Les campagnes de communication, notamment à destination des plus jeunes, sont un puissant levier, d’après le président de l’Unapei : « Les directeurs d’établissement et les professionnels doivent aller dans les collèges et les lycées pour susciter des questionnements chez ces jeunes, interroger les stéréotypes (pourquoi parle-t-on certains de ces métiers exclusivement au féminin ?). On travaille aussi sur nos visuels lors de nos campagnes pour montrer que les hommes ont accès à ces métiers et peuvent tout autant s’y épanouir. On sait qu’avoir des équipes mixtes est important, à la fois pour les professionnels et pour les personnes accompagnées, pour avoir des relations sociales équilibrées. »
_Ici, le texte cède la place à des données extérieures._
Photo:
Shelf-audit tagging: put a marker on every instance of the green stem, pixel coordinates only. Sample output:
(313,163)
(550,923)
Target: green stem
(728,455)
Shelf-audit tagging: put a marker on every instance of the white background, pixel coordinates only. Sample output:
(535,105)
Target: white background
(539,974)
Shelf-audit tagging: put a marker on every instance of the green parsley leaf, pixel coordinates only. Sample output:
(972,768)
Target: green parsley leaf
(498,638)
Les témoignages vidéo des professionnels ont énormément d’impact : « On donne de la visibilité à des professionnels qui, la plupart du temps, se sentent invisibles, mais qui aiment leur métier. » A travers des films, comme celui réalisé récemment par Paralysie cérébrale France, ces travailleurs qu’on avait applaudis pendant la crise sanitaire, sont remis en lumière.
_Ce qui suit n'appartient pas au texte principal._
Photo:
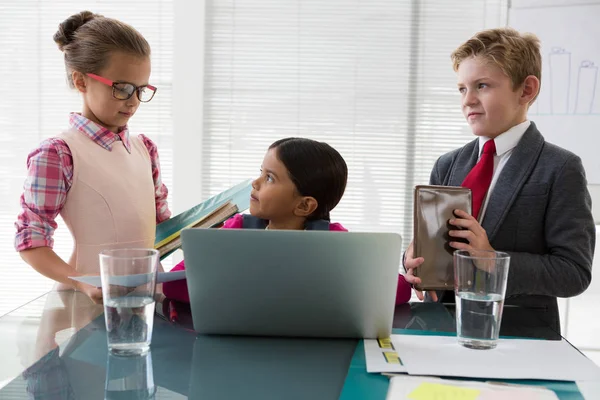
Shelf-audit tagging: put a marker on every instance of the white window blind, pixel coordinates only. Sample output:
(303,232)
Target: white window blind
(372,78)
(35,102)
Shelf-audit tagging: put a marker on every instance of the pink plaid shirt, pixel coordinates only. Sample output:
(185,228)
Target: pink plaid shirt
(50,176)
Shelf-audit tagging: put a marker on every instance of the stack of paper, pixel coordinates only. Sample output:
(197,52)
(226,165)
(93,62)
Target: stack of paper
(425,355)
(207,214)
(414,388)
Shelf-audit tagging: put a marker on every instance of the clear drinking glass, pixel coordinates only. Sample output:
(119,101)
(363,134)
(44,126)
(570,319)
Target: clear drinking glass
(129,377)
(479,285)
(128,286)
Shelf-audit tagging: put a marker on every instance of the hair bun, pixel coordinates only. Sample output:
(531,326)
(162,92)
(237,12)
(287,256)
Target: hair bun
(66,30)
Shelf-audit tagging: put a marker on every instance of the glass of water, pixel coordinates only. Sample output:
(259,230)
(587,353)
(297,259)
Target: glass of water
(479,285)
(128,285)
(129,378)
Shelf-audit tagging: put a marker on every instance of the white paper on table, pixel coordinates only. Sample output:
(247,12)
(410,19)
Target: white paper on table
(381,356)
(132,280)
(411,387)
(511,359)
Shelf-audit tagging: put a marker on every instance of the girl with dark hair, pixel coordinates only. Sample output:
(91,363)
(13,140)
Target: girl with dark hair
(300,182)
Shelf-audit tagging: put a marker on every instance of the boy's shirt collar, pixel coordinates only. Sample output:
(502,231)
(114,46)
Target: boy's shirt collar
(508,140)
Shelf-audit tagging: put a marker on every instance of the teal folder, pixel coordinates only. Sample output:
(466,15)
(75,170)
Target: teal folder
(238,195)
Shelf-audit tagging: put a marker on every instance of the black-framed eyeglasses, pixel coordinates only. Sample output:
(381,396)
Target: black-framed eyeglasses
(124,90)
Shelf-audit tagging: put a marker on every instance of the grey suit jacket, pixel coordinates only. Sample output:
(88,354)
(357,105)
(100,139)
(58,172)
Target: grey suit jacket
(540,213)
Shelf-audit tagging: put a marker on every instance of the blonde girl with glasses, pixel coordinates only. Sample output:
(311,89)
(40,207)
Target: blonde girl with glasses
(103,181)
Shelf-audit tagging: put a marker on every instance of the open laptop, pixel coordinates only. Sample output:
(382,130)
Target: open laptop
(292,283)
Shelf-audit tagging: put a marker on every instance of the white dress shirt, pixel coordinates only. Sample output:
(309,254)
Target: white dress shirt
(505,143)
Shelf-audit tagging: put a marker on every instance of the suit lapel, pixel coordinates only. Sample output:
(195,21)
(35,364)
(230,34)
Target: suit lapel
(511,180)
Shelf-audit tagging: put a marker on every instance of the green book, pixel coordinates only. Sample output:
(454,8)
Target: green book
(207,214)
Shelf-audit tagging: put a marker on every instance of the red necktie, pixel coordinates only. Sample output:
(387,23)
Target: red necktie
(480,177)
Valoriser socialement et financièrement ces métiers
Mais, au-delà de ces actions, la profession souffre du manque de reconnaissance financière et sociale. « J’aimerais que le métier soit valorisé socialement, explique Sandrine, monitrice-éducatrice interrogée dans le cadre de l’enquête. C’est un métier difficile, qui implique une remise en question constante. On doit réfléchir sur sa pratique, suivre de nouvelles formations. Ce n’est pas donné à tout le monde. »
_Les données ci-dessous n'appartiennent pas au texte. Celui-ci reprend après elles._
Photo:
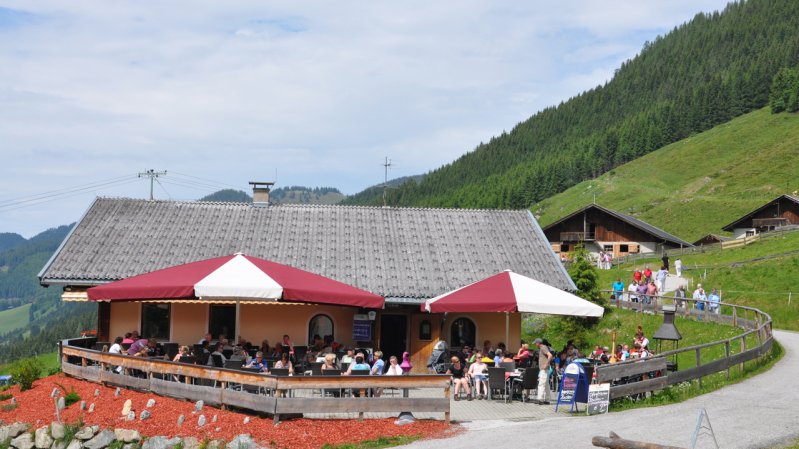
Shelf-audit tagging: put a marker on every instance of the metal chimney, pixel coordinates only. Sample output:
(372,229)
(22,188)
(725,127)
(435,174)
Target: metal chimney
(260,193)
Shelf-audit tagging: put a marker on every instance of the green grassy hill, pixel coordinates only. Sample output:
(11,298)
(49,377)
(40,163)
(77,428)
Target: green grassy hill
(761,275)
(13,319)
(697,185)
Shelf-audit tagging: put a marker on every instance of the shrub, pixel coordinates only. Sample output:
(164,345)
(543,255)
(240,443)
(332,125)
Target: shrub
(25,371)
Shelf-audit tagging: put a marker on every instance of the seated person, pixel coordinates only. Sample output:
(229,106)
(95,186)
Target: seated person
(459,378)
(285,362)
(258,362)
(479,372)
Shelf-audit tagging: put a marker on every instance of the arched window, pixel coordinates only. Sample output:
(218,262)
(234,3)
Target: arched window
(321,325)
(462,331)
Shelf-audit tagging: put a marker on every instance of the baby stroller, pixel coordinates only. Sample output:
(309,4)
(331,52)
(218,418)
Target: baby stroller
(438,359)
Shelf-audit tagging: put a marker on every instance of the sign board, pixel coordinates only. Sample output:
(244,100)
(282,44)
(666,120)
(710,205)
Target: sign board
(362,330)
(573,386)
(598,399)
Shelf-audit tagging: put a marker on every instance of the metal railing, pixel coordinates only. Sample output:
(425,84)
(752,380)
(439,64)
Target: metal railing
(754,321)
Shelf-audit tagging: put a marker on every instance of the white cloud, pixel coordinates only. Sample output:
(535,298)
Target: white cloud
(320,92)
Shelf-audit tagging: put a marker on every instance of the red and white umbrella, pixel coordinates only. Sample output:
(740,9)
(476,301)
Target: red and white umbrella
(511,292)
(237,277)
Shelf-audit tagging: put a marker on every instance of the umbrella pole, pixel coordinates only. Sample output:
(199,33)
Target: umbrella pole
(238,328)
(507,326)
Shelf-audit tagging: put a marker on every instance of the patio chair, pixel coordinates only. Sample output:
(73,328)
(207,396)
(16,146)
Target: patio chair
(497,382)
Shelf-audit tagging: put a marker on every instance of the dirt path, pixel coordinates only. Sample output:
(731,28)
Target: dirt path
(761,412)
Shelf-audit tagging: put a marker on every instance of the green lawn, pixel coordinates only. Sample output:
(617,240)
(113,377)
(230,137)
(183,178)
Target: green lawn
(49,360)
(764,284)
(695,186)
(13,319)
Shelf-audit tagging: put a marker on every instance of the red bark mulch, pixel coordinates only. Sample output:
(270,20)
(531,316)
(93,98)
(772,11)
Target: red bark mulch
(37,408)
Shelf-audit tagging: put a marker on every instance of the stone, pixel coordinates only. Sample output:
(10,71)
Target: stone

« Aujourd’hui nous ne sommes ni concernés par les augmentations ni par les primes, renchérit Corinne, éducatrice spécialisée. Pourtant le coût de la vie augmente et impacte tout le monde. » Résultat : les jeunes formés à ces métiers dans les régions frontalières du Luxembourg ou de la Suisse partent à l’étranger pour toucher des salaires bien plus élevés.
Pour stopper cette fuite des talents et susciter de nouvelles vocations, « il faut accélérer sur l’amélioration des conditions de travail : certains employeurs commencent à proposer à leurs collaborateurs de ne travailler qu’un week-end sur trois au lieu d’un sur deux. En proposant d’aménager les horaires et les jours de travail, on répond à une demande croissante de flexibilité. Quand on travaille au sein de services qui fonctionnent sept jours sur sept et 365 jours par an, il est nécessaire d’adapter les rythmes des travailleurs pour éviter l’épuisement professionnel », développe Luc Gateau.
« À l’échelle de la société, nous devons répondre à cette question essentielle : qui prend soin de nous quand on va moins bien ou quand on est différent ? L’accompagnement doit être un droit, pour toutes ces personnes », conclut-il.